2

In short, is there any solution to resolve backpressure in RxJava without resorting to dropping items, serializing operations or unbounded buffering?

Consider the following task as an example of when this could be useful.

  1. Reading data from disk into memory
  2. Compressing the data
  3. Transmitting the compressed data over the network

The straightforward approach is to do all tasks sequentially on a single background thread, as in:

observeBlocksOfFileContents(file).
    .subscribeOn(backgroundScheduler)
    .map(compressBlock)
    .subscribe(transmitBlock);

While this works without issue, from a performance perspective it is suboptimal as the runtime is the sum of all three operations as opposed to the maximum of them as it is when run in parallel:

observeBlocksOfFileContents(file).
    .subscribeOn(diskScheduler)
    .observeOn(cpuScheduler)
    .map(compressBlock)
    .observeOn(networkScheduler)
    .subscribe(transmitBlock);

This can however fail due to backpressure if the data is read from disk faster than it can be compressed and transmitted. The usual backpressure solutions are undesirable for the following reasons:

  1. Drop items: the file must be transmitted in full without missing pieces
  2. Serialize on single thread: the performance improvement of pipelining is lost
  3. Callstack blocking: not supported in RxJava
  4. Increase observeOn buffers: memory consumption may become several times the file size
  5. Reimplement observeOn without MissingBackpressureException: a lot of work and breaks fluent API

Are there any other solutions? Or is this something that fundamentally does not fit the ReactiveX observable model?

Edward Peek
  • 163
  • 1
  • 5
  • I don't understand how you image that from physical point of view if source of data for `compress` is what emitted from `observeFileContents`. This operation can't run in parallel. – Divers Jul 29 '16 at 06:26
  • I should have indicated that the file is observed as many blocks of content, rather than a single piece, in which case yes, it could not run in parallel. I have updated the question to reflect this. – Edward Peek Jul 29 '16 at 06:34

1 Answers1

1

6) Implement observeBlocksOfFileContents so it supports backpressure.
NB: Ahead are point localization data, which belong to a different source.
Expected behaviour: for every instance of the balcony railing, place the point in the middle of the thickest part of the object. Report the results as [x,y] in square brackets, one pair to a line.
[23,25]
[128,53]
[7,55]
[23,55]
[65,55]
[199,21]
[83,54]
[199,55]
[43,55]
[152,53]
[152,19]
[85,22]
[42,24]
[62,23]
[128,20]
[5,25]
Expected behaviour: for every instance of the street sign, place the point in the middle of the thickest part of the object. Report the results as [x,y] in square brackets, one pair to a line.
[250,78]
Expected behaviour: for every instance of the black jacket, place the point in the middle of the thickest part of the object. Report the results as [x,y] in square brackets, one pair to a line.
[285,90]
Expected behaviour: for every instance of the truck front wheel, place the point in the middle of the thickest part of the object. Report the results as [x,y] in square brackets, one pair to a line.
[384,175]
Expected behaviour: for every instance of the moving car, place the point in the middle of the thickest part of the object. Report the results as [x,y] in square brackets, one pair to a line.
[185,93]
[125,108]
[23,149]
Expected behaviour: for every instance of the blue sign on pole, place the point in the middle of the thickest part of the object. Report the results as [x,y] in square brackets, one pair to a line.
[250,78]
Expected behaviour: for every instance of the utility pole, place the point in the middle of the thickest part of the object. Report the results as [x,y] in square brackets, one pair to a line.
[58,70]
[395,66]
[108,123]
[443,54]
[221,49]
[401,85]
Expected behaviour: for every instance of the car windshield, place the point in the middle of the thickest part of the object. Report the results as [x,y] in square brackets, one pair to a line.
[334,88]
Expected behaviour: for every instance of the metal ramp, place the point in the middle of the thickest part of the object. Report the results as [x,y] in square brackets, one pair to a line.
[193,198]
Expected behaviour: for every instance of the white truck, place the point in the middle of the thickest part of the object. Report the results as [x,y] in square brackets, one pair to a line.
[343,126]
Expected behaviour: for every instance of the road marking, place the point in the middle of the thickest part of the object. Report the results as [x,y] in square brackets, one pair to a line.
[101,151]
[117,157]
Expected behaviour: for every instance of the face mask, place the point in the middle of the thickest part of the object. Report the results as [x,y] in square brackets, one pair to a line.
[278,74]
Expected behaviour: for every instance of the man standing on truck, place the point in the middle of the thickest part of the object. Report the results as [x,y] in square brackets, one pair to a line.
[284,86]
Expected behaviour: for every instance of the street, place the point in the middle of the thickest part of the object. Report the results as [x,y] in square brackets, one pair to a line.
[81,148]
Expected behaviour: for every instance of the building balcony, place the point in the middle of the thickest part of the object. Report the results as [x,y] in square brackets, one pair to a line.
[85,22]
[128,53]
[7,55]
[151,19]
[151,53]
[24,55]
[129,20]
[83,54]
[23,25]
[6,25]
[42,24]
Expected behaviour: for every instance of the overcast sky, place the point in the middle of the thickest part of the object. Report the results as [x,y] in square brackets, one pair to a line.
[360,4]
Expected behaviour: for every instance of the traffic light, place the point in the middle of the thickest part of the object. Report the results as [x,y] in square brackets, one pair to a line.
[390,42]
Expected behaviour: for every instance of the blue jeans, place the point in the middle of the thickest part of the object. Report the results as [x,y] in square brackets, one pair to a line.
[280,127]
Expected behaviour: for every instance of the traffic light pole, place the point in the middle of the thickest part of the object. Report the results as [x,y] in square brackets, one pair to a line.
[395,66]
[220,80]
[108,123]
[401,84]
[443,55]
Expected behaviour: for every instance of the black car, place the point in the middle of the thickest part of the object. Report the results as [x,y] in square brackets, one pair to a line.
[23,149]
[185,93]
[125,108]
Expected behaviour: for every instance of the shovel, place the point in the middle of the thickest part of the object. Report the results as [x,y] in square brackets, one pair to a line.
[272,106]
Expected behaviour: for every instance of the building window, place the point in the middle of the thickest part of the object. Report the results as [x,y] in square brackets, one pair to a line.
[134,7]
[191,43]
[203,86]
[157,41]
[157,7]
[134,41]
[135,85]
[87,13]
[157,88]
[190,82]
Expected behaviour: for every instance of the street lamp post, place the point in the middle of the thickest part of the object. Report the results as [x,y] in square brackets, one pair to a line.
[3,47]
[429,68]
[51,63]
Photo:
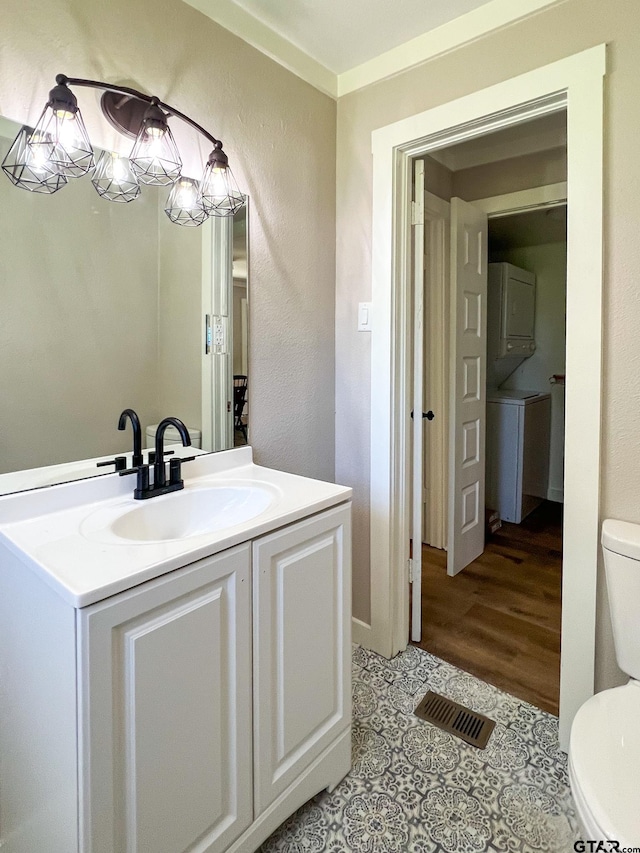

The filesystem is already pull-based (InputStream.read() happens when you want it to and not thrown at you) so think of a reasonable block size and read that in per request:

Observable.create(SyncOnSubscribe.createStateful(
    () -> new FileInputStream("file.dat")
    (in, out) -> {
        byte[] buf = new byte[4096];
        int r = in.read(buf);
        if (r < 0) {
            out.onCompleted();
        } else {
            if (r == buf.length) {
                out.onNext(buf);
            } else {
                byte[] buf2 = new byte[r];
                System.arraycopy(buf, 0, buf2, 0, r);
                out.onNext(buf2);
            }
        }

    }, 
    in -> in.close()
));

(Try-catches omitted for brevity.)

akarnokd
  • 69,132
  • 14
  • 157
  • 192